Foreign Policy of the Voronin Administration, The

Demokratizatsiya, Fall 2004 by Weiner, Robert

Moldova, which declared its independence from the Soviet Union in 1991, is a young and very poor state with few diplomatic resources and with little experience in foreign policy compared with Romania, for example.1 Moldova is a small state, consisting of a population of about 4.3 million.2 Moldova also is a multiethnic society,3 with a population that is approximately 65 percent Romanian extraction, with the remainder consisting of Russians (about 13 percent) and Ukrainians (about 14 percent), numbering approximately 650,000 of Ukraninians.4 There also are approximately 150,000 Gagauz, a Turkic-Christian group of people who live in the southern part of the country and have managed to acquire a certain degree of political autonomy. Moldova, which no longer shares a border with Russia (separated from Russia by Ukraine), is located in the former Soviet West and shares close historic and cultural ties with Romania, underscoring the existence of a special or privileged relationship between the two states. Most of current-day Moldova, previously known as Bessarabia, was once part of historical Greater Romania.5 As a small state, Moldova finds itself in a weak and vulnerable position in the post-cold war international system. Moldova faces the problem of trying to preserve its independence, sovereignty, and territorial integrity while undergoing a difficult transition to democracy and a market economy.

The victory of the Party of Moldovan Communists in 2001 marked a major change in the internal power structure of Moldova. The Communists gained control of a majority of seats in parliament in the elections of February 25, 2001. This occurred after parliament had been dissolved by President Petru Lucinschi, following the legislature's failure to elect a president on three separate occasions.6 On April 4, 2001, the single-chamber legislature elected the leader of the Moldovan Communist Party as president by a vote of seventy-one out of one hundred one.7 The triumph of the Party of Moldovan Communists underscores the need to realize the importance of the relationship between the historical and cultural context of a country, especially the "legacies of the past" approach, and to understand the foreign policy behavior of the Voronin administration. The historical legacy or path dependency of a country's past has an important effect on the foreign policy behavior of a state, as argued by the realist school of thought known as neoclassical realism. In short, the foreign policy of a country clearly has domestic roots.8 An example of the influence of path dependency on Moldova occurred at the Fourth Congress of the Party of Moldovan Communists in April 2002, when President Voronin talked about the "rebirth of socialism" and the historic mission of the Communist Party of Moldova, the only country in Europe that returned the Communists to power.9 As a further example of the grip of the Communist legacy on Moldova, President Voronin also expressed his "great interest in the experience" of the Communist parties of China, North Korea, Cuba, and Vietnam.10 The return of the Communists to power in Moldova reflects the need to consider the importance of path dependency by previous rulers of the country, specifically by the Communists, to understand the nature and scope of Moldova's foreign policy.
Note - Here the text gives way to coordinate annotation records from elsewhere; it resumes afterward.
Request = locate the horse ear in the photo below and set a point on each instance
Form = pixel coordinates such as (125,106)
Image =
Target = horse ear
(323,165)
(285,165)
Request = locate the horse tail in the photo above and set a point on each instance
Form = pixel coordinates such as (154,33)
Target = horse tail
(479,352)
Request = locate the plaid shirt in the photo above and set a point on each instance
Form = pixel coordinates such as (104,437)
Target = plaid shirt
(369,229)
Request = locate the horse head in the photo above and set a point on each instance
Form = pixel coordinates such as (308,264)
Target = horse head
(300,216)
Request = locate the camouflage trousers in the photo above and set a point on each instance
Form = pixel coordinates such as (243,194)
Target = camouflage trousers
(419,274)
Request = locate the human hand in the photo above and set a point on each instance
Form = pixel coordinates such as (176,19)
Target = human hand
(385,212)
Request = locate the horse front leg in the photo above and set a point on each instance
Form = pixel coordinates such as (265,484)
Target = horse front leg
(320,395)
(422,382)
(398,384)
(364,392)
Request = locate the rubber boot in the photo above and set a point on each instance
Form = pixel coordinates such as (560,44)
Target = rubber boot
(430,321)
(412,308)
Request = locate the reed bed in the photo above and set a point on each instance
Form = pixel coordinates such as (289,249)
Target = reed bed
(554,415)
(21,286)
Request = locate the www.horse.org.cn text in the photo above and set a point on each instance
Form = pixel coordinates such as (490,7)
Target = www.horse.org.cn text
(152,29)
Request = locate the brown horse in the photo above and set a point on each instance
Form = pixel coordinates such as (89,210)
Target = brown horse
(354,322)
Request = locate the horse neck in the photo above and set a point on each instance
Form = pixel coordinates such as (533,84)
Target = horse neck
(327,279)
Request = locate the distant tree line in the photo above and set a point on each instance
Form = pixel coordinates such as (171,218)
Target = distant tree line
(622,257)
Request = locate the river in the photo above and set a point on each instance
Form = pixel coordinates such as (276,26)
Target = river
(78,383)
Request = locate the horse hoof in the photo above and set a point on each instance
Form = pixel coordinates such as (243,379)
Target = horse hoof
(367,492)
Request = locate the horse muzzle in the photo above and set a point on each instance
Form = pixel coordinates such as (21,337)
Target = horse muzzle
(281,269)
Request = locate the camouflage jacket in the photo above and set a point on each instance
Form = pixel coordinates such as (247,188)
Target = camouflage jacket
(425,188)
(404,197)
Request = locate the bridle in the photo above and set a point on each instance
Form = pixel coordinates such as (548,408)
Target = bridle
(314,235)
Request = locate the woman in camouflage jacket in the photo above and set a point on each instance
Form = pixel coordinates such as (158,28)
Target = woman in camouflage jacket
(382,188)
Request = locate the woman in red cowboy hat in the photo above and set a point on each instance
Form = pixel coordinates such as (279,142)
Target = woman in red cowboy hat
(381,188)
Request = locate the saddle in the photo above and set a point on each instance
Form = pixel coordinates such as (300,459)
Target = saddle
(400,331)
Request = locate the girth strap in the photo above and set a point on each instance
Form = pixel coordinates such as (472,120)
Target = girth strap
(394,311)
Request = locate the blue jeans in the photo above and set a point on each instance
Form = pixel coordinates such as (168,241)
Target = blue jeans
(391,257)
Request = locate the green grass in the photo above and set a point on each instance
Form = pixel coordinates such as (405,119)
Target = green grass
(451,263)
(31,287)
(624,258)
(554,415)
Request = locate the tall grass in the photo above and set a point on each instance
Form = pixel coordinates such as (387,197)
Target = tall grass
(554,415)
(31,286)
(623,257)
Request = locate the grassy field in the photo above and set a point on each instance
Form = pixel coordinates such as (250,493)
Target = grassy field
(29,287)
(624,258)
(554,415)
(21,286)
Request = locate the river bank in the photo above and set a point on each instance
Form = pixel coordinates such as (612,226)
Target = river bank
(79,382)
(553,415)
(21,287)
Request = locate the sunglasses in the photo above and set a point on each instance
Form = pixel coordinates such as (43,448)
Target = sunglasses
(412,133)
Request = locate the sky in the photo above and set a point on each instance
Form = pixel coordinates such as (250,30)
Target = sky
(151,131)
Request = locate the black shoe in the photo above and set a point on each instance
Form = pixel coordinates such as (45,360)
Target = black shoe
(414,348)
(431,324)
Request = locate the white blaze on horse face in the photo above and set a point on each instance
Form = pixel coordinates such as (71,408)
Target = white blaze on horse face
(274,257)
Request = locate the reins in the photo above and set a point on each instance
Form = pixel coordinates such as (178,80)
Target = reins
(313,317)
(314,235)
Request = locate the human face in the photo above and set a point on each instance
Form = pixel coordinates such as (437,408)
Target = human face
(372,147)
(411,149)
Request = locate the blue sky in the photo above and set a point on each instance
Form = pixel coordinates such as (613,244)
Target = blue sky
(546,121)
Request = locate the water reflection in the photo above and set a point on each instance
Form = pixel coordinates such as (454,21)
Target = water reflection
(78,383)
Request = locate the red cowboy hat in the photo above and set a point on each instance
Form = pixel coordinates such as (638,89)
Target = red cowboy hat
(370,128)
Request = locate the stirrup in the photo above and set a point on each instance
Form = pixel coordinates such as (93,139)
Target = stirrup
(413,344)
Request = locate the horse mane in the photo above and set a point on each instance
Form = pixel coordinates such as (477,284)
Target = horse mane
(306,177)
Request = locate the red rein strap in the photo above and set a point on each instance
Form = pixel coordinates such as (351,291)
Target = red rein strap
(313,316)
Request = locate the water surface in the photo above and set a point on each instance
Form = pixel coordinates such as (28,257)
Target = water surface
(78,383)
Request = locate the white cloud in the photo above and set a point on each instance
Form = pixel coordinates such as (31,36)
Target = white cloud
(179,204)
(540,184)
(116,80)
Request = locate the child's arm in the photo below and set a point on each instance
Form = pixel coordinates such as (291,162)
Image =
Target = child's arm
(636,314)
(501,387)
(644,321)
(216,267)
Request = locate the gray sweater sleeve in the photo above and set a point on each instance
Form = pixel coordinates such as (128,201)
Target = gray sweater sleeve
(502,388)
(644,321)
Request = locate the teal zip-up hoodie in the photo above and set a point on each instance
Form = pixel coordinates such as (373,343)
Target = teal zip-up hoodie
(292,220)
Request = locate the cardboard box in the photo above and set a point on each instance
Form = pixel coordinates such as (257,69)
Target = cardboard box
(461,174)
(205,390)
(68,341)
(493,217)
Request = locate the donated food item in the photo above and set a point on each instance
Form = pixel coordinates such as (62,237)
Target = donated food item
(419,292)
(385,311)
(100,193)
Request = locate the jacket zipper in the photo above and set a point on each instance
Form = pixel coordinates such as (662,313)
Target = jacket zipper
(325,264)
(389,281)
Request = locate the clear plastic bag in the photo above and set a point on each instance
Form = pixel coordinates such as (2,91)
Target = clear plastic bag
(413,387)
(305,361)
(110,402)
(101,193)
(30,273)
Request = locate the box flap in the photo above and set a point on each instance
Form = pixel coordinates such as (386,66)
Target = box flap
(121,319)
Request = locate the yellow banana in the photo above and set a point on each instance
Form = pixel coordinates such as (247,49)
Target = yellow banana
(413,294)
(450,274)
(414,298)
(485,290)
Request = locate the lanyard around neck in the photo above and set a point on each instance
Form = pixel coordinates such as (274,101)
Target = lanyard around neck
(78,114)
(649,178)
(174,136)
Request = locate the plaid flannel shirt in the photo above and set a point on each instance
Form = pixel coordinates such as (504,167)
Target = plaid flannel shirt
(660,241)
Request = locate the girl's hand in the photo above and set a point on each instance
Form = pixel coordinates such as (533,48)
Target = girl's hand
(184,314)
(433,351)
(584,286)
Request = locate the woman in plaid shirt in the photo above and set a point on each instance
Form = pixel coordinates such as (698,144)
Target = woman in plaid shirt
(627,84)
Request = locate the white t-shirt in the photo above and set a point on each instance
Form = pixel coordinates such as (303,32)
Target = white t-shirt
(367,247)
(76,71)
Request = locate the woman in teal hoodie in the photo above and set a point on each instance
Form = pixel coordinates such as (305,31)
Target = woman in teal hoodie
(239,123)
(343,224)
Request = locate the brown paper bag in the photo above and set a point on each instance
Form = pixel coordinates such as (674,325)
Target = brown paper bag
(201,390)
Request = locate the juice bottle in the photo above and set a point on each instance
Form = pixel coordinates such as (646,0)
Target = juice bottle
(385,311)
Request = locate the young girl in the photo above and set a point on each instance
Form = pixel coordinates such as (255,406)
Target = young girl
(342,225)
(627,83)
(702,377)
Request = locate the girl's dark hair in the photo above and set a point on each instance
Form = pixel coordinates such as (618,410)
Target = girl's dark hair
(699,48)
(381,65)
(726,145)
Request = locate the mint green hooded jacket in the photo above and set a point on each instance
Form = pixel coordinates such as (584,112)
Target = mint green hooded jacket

Voronin apparently believed that the collapse of Communism in Europe was only temporary and that the socialist system would be restored.

Realism and Moldovan Foreign Policy Concepts

Voronin's foreign policy also can be explained by classical realism and its variations, such as neoclassical realism and neorealism. Classical realism always has stressed the primary importance of the state as a rational, unitary actor, focusing on the pursuit of its foreign policy goals in the international system. The classical realist believes that the state is the most important actor in the international system;" however, classical realists have been criticized for not paying enough attention to the role of domestic factors to explain a state's foreign policy behavior. A variation of classical realism, known as neoclassical realism,12 places more emphasis on domestic factors to explain the foreign policy behavior of a state. Neoclassical realists focus on the importance of "Innenpolitik," such as ideology, the nature of political regimes and systems, political institutions, the political economy of the state, and the perceptions that leaders have of the world around them as it affects the formulation and execution of their state's foreign policy behavior. These factors certainly should be considered important to understand the foreign policy of the Voronin administration. In a postcommunist transitional state such as Moldova (although Moldova currently is not a postcommunist state, because it has suffered a regression and is currently not pursuing a unilinear path toward democracy), the neoclassical realist would argue that "foreign policy choices are made by actual political leaders and elites, and so it is their perception of relative power that matters, not simply relative quantities of physical resources or forces in being."13 Other factors that are supposedly devoid from the framework of classical realist theorists, such as Hans Morgenthau,14 but are considered important by the neoclassical realist are the impacts of culture and history on the foreign policy behavior of a state. Another tenet of neoclassical realism that should be considered is the importance of national identity-the extent to which a group of peopie consider themselves to constitute an imagined community. This is another factor that explains the behavior of a state in the world political system, and certainly this seems to have been the case in Moldova. Clearly, Moldovan foreign policy under Voronin can be partially explained by neoclassical realism.